CERN Accelerating science

LRU system setting

Dear experts, can you help me to understand my mistake with LRU setting.

I use documentation:

My settings:

EOS version:
mgm:
{
dvl-eos-m01:~ # eos --version
EOS 4.8.22 (2020)
}
FST:
{
dvl-eos-m01:~ # eos --version
EOS 4.8.22 (2020)
-bash-4.2$ eos --version
EOS 4.3.11 (CERN)
}

Space:
{
dvl-eos-m01:~ # eos space status default
# ------------------------------------------------------------------------------------
# Space Variables
# …
autorepair := on
balancer := on
balancer.node.ntx := 2
balancer.node.rate := 25
balancer.threshold := 20
converter := on
converter.ntx := 10
drainer.node.nfs := 5
drainer.node.ntx := 2
drainer.node.rate := 25
drainperiod := 86400
filearchivedgc := off
geo.access.policy.write.exact := on
geobalancer := on
geobalancer.ntx := 10
geobalancer.threshold := 5
graceperiod := 86400
groupbalancer := on
groupbalancer.ntx := 10
groupbalancer.threshold := 90
groupmod := 50
groupsize := 50
lru := on
lru.interval := 10
quota := off
scaninterval := 604800
scanrate := 100
stat.wfe.active := 0
tracker := off
wfe := on
wfe.interval := 10
wfe.ntx := 1
dvl-eos-m01:~ #
}

Catalog attribute setting:
{
-bash-4.2$ eos attr ls /eos/jinrdvl/tests/zar/pnpicache2
sys.conversion.*="00100002|gathered:RU::JINR::LITDVL"
sys.eos.btime="1596273569.773392128"
sys.forced.checksum="adler"
sys.forced.group="1"
sys.lru.convert.match="*:1h"
sys.workflow.closew.default="mail:azaroche@cern.ch: a file has been written!"
-bash-4.2$
}

I expect all files to copy to this catalog by GEOTAG, but after 1 hour files should change layout to:
“00100002|gathered:RU::JINR::LITDVL" = “plain|gathered:RU::JINR::LITDVL”
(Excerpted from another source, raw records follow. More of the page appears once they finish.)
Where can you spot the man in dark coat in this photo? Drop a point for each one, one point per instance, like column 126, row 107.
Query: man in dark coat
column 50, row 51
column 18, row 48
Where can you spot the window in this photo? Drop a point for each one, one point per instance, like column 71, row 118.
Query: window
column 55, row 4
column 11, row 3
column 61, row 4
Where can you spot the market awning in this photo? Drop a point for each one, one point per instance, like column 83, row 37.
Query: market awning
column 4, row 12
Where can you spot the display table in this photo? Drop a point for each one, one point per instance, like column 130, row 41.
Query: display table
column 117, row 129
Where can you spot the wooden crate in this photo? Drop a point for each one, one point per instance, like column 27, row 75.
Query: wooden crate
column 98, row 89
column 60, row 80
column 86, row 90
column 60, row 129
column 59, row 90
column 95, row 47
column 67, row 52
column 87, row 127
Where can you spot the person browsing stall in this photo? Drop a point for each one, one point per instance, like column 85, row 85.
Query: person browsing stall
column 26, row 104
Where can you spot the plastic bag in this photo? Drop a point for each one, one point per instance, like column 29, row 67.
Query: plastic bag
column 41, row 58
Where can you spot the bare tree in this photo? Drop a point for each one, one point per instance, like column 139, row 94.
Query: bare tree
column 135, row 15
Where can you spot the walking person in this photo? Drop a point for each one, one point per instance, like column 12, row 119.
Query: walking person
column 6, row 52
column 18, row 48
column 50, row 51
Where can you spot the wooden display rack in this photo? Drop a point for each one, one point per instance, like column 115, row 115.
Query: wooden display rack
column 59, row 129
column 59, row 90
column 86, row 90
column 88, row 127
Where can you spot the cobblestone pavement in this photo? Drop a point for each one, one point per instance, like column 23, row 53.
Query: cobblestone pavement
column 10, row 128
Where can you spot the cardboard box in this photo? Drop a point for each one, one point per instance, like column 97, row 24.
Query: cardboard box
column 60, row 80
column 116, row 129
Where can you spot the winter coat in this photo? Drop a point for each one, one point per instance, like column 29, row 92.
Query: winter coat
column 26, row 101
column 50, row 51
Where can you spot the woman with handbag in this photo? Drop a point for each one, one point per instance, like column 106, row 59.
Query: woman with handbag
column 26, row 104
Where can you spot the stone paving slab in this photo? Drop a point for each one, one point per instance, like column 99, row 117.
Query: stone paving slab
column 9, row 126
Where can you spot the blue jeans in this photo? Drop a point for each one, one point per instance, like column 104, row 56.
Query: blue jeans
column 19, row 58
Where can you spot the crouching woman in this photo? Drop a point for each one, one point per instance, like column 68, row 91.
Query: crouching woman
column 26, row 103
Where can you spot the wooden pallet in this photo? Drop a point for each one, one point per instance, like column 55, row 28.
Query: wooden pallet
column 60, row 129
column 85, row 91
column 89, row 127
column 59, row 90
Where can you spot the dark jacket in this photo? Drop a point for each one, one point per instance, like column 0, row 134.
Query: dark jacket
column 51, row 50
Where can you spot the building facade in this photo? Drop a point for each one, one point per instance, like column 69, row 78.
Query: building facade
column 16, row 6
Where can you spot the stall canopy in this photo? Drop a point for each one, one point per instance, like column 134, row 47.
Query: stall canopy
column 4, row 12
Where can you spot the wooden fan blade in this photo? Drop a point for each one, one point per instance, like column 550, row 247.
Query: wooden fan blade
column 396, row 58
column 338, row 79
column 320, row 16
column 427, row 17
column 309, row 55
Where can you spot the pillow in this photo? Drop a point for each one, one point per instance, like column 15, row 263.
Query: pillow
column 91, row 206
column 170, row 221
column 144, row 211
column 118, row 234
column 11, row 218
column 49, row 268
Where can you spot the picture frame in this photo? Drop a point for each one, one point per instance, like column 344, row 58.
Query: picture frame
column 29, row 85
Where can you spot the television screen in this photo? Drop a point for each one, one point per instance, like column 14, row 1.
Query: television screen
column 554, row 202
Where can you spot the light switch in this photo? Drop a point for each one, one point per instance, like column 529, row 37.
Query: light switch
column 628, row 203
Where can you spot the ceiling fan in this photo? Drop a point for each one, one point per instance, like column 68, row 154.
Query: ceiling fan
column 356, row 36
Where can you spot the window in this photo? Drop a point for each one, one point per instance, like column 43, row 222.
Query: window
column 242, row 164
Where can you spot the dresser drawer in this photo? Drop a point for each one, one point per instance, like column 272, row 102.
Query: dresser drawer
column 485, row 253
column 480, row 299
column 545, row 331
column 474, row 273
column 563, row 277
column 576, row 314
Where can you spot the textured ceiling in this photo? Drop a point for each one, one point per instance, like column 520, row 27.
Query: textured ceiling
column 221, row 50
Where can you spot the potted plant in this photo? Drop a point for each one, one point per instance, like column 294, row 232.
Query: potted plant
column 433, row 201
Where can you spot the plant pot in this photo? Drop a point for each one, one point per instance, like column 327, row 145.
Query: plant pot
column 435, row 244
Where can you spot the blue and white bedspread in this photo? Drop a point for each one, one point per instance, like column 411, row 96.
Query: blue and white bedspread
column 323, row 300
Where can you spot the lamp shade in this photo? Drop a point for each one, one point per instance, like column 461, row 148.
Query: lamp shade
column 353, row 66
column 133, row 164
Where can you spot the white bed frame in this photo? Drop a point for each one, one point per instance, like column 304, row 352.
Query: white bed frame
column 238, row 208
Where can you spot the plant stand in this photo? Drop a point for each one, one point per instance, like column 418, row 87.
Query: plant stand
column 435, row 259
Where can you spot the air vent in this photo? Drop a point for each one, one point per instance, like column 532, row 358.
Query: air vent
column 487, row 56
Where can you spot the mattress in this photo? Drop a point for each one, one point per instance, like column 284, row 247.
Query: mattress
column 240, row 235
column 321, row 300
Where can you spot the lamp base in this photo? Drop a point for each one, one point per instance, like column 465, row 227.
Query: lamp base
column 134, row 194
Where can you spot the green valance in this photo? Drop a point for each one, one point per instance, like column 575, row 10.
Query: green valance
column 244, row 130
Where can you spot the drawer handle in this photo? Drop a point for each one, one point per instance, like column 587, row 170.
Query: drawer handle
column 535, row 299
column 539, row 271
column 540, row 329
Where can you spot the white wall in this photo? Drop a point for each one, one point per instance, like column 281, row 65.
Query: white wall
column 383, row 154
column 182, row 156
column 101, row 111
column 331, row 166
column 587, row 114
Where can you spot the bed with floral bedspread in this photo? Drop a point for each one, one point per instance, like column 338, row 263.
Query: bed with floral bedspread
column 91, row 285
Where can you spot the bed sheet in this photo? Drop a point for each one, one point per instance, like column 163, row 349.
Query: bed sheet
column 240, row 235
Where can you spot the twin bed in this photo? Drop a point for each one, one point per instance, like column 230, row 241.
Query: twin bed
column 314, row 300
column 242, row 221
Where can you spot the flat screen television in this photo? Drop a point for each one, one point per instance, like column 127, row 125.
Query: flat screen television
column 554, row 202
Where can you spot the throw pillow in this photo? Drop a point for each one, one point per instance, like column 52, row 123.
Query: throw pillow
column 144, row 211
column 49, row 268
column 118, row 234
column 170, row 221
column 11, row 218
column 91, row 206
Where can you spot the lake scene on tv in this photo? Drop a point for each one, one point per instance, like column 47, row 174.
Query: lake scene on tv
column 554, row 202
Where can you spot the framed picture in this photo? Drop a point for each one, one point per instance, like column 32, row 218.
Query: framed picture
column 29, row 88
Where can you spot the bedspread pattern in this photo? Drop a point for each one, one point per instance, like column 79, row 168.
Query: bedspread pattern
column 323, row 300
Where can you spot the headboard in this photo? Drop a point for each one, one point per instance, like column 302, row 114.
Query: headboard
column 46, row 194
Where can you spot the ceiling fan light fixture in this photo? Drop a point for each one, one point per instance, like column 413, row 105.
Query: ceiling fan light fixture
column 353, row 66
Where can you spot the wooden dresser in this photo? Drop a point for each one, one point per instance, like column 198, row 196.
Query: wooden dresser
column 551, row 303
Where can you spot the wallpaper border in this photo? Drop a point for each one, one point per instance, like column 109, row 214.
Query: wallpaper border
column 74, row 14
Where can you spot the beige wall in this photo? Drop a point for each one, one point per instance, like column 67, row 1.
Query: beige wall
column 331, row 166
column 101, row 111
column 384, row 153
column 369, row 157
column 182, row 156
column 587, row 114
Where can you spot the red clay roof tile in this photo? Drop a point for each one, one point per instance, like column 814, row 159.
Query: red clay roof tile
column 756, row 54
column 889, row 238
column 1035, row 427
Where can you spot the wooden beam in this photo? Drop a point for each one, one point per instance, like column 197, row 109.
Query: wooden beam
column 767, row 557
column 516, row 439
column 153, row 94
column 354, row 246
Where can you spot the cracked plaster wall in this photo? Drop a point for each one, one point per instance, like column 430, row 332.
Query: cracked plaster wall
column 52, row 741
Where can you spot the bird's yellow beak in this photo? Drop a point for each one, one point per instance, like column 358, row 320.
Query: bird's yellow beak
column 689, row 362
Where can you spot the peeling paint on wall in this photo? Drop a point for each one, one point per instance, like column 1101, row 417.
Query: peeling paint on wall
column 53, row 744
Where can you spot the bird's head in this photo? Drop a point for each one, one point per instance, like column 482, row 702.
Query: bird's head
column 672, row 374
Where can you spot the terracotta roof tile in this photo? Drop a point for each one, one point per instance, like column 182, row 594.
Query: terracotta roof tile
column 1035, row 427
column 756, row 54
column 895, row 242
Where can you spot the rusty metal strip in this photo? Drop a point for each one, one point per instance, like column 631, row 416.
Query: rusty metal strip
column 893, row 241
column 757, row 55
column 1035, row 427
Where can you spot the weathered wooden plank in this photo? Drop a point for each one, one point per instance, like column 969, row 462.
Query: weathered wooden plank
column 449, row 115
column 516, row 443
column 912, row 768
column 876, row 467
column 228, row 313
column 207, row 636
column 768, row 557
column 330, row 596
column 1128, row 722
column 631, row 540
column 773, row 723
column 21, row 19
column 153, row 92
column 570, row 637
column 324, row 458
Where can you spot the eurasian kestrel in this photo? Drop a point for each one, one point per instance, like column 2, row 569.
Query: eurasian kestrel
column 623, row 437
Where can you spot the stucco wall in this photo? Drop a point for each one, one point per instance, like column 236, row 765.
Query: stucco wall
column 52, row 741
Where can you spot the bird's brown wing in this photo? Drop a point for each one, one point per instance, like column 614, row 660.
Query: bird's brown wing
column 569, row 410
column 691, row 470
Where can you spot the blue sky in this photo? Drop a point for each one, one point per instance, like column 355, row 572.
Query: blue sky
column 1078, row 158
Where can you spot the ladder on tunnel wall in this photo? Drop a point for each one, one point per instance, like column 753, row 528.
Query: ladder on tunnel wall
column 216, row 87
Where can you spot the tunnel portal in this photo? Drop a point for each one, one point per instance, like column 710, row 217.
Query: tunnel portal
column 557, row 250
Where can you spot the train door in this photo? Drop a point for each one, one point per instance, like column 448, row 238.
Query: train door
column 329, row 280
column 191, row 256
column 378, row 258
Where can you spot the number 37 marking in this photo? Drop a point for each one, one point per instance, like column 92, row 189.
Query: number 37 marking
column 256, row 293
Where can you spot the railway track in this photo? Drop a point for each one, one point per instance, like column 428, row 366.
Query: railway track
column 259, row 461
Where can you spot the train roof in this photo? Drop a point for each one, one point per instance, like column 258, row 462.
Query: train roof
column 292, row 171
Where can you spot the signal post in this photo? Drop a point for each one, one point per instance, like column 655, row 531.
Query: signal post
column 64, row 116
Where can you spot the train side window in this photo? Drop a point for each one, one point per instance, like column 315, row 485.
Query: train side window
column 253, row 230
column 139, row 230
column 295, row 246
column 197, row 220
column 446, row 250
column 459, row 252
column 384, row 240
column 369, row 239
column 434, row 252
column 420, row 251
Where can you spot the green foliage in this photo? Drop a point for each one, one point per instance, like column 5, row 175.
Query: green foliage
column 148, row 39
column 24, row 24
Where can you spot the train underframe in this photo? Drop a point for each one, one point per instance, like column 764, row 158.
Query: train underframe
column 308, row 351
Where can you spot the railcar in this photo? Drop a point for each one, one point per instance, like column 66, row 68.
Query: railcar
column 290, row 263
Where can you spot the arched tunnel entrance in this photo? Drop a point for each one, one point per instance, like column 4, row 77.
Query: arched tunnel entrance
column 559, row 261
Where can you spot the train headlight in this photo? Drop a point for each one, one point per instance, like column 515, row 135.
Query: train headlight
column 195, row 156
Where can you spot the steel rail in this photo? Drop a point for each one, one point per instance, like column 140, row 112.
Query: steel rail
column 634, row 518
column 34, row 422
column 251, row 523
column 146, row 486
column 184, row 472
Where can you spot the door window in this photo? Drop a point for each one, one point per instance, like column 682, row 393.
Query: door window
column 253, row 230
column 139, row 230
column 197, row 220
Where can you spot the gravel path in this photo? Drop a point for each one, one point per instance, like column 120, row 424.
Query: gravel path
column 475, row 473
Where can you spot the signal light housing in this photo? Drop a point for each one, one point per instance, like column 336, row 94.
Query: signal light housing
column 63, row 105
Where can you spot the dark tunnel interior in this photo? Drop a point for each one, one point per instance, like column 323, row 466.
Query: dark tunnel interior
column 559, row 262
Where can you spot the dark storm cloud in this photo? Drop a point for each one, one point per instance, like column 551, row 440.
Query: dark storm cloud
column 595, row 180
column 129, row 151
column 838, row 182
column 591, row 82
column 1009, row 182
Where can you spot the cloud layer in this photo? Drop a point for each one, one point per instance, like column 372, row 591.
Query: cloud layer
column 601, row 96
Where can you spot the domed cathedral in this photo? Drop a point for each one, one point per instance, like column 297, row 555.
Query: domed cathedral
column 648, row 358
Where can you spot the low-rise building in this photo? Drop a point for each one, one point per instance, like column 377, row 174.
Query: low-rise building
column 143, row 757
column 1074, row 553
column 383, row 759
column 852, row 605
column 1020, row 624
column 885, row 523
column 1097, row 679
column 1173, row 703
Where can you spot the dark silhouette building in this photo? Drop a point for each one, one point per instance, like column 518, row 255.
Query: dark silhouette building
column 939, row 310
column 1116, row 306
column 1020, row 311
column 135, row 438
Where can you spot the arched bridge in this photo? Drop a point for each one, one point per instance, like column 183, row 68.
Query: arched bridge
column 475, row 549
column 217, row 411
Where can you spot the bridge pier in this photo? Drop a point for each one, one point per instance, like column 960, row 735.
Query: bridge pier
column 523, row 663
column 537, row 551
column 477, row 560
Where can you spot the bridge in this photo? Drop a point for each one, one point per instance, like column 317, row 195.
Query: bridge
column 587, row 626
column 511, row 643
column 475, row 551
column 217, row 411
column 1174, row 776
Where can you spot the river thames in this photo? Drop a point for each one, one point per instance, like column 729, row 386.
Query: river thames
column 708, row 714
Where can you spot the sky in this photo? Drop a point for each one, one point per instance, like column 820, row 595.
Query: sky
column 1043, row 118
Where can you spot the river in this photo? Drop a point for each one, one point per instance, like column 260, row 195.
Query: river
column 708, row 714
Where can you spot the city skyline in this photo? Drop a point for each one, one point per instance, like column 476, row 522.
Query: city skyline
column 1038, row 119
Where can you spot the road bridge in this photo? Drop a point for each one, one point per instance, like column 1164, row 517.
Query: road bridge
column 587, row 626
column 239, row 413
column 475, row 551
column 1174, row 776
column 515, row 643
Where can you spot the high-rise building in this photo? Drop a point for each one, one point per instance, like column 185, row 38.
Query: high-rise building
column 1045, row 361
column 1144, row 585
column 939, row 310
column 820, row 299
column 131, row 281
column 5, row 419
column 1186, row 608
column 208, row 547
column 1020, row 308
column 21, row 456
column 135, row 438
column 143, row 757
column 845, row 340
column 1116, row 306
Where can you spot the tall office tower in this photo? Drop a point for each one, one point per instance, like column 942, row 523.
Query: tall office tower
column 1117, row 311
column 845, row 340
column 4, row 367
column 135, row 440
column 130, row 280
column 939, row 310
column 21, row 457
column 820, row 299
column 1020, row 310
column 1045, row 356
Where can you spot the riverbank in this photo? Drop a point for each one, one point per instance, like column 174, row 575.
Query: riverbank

I see the first step: all files are saved to nearest FST by geotag:
{
-bash-4.2$ eos fileinfo /eos/jinrdvl/tests/zar/pnpicache2/imm10
File: '/eos/jinrdvl/tests/zar/pnpicache2/imm10' Flags: 0644
Size: 104857600
Modify: Tue Oct 6 21:12:10 2020 Timestamp: 1602007930.531035000
Change: Tue Oct 6 21:12:10 2020 Timestamp: 1602007930.254879876
Birth: Tue Oct 6 21:12:10 2020 Timestamp: 1602007930.254879876
CUid: 13009 CGid: 501 Fxid: 0000005d Fid: 93 Pid: 30 Pxid: 0000001e
XStype: adler XS: 5d c0 00 01 ETAGs: "24964497408:5dc00001"
Layout: plain Stripes: 1 Blocksize: 4k LayoutId: 00100002 Redundancy: d1::t0
#Rep: 1
????????????????????????????????????????????????????????????????????????????????????????????????????????????????????????????????????????????????
?no.? fs-id? host? schedgroup? path??? boot? configstatus? drain? active? geotag?
????????????????????????????????????????????????????????????????????????????????????????????????????????????????????????????????????????????????
0 83 v006.pnpi.nw.ru default.1 /ceph_dev02 booted rw nodrain online RU::PNPI

}

But files do not change layout afterwards. And I do not see any messages about converting or LRU logs in debug mode.
Do you have any ideas? Where is my mistake?

Hi Andrey,

Can you double check your “sys.lru.convert.match” attribute?
Also can you grep in the MGM logs for any errors in the LRU part. For example:
grep "LRU" /var/log/eos/mgm/xrdlog.mgm

Cheers,
Elvin

Did you really mean to use ‘10’ for the LRU interval? This would mean you are starting an LRU scan every 10 seconds. Unless you have a very small EOS instance I doubt the LRU could scan everything in 10 seconds. It may be that it won’t start a new one if one is currently running, but I don’t know that for sure.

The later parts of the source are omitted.